Under an agreement Gov. Scott McCallum signed Oct. 29, 2001, with the federal government, Wisconsin will receive $200 million in federal funds and add in $40 million of state funds for the Conservation Reserve Enhancement Program (CREP). That program would pay landowners to sign up for 15 years or permanently to voluntarily install buffers or filter strips to keep soil from washing or blowing into lakes or streams.

Shea said water quality officials also removed the mandatory buffer strips from the proposed polluted runoff rules to focus limited state dollars on the most cost-effective and environmentally effective measures for controlling polluted runoff from farms. "Most research suggests that to start getting the benefits of filtering out phosphorus and sediment running off farm fields, you need to have a minimum buffer of 35 feet," he says.
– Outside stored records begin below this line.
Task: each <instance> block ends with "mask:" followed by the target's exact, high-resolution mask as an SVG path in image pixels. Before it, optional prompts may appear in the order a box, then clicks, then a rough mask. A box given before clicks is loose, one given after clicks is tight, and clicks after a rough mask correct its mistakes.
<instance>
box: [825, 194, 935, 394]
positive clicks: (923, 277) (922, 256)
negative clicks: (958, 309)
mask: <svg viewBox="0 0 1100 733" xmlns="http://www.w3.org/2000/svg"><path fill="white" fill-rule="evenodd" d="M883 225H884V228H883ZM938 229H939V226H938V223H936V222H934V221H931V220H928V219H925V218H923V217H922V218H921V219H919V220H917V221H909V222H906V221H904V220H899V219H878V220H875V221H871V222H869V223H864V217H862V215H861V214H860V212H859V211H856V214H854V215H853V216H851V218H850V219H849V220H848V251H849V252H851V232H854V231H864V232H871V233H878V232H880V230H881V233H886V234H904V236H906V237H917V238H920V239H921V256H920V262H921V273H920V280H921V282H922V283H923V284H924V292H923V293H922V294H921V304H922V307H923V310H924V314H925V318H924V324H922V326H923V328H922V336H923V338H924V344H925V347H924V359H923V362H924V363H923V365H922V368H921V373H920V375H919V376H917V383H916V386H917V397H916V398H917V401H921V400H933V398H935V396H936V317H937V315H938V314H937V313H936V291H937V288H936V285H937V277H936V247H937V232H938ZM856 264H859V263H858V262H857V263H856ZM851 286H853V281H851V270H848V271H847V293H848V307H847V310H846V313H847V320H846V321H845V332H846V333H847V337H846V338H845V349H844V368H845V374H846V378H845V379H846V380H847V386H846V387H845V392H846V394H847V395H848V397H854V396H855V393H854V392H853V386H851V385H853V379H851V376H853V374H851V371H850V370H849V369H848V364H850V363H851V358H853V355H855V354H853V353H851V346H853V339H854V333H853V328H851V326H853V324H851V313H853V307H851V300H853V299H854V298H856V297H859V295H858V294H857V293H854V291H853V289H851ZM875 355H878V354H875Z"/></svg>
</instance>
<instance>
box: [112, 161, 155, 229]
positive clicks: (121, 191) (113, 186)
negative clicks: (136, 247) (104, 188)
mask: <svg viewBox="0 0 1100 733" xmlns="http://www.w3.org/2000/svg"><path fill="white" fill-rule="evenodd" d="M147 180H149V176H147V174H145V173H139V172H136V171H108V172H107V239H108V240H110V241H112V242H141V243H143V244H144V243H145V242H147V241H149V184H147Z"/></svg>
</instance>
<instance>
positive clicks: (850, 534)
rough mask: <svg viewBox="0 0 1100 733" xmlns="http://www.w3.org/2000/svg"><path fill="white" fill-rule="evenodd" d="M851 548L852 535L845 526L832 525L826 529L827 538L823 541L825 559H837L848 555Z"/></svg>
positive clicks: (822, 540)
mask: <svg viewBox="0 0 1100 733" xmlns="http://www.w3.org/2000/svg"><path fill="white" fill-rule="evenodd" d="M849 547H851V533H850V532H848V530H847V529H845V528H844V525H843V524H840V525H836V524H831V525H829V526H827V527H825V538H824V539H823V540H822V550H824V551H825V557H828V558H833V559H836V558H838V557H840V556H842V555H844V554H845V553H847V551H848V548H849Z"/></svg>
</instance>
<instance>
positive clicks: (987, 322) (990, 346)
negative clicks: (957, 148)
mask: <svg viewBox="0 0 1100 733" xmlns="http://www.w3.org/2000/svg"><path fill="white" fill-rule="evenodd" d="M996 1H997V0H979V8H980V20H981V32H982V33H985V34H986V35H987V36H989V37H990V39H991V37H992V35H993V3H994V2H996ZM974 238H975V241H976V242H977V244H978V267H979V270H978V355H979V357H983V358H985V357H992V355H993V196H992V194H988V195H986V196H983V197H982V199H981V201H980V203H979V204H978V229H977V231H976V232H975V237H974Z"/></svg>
The proposed runoff rules previously would have made buffer strips mandatory, and under provisions advanced by agricultural interests, would have allowed buffers of 10 and 20 feet in addition to 35 feet, and would have paid the farmer to install the strips, maintain them, and an annual amount to cover the lost opportunity of not being able to raise crops in that strip of land.

Water quality officials worried that the financial obligation of paying farmers every year for a loss of farming opportunity would have been tremendous and would have left limited or no state funding for other measures to control agricultural runoff from farms. Such traditional conservation methods including contour farming, no tillage farming, and leaving corn stalks and other crop residue on the land would have been considerably cheaper and more effective per acre than a narrow buffer in reducing the amount of soil and fertilizer running off from fields, Shea says.

He and other state water quality staff continue to "strongly advocate" for buffers of at least 35 feet wide, not only for the benefits they bring for water quality, but for wildlife, and DNR will continue to help share the cost with farmers who want to voluntarily install buffer strips.

"We anticipate tens of thousands of acres of buffers being installed in the next five years whether the buffers are made mandatory or not," Shea says. "Given the state budget picture and the availability of CREP funding for buffer strips, we think we should focus the limited state dollars available on other cost- effective ways of reducing runoff from farm fields."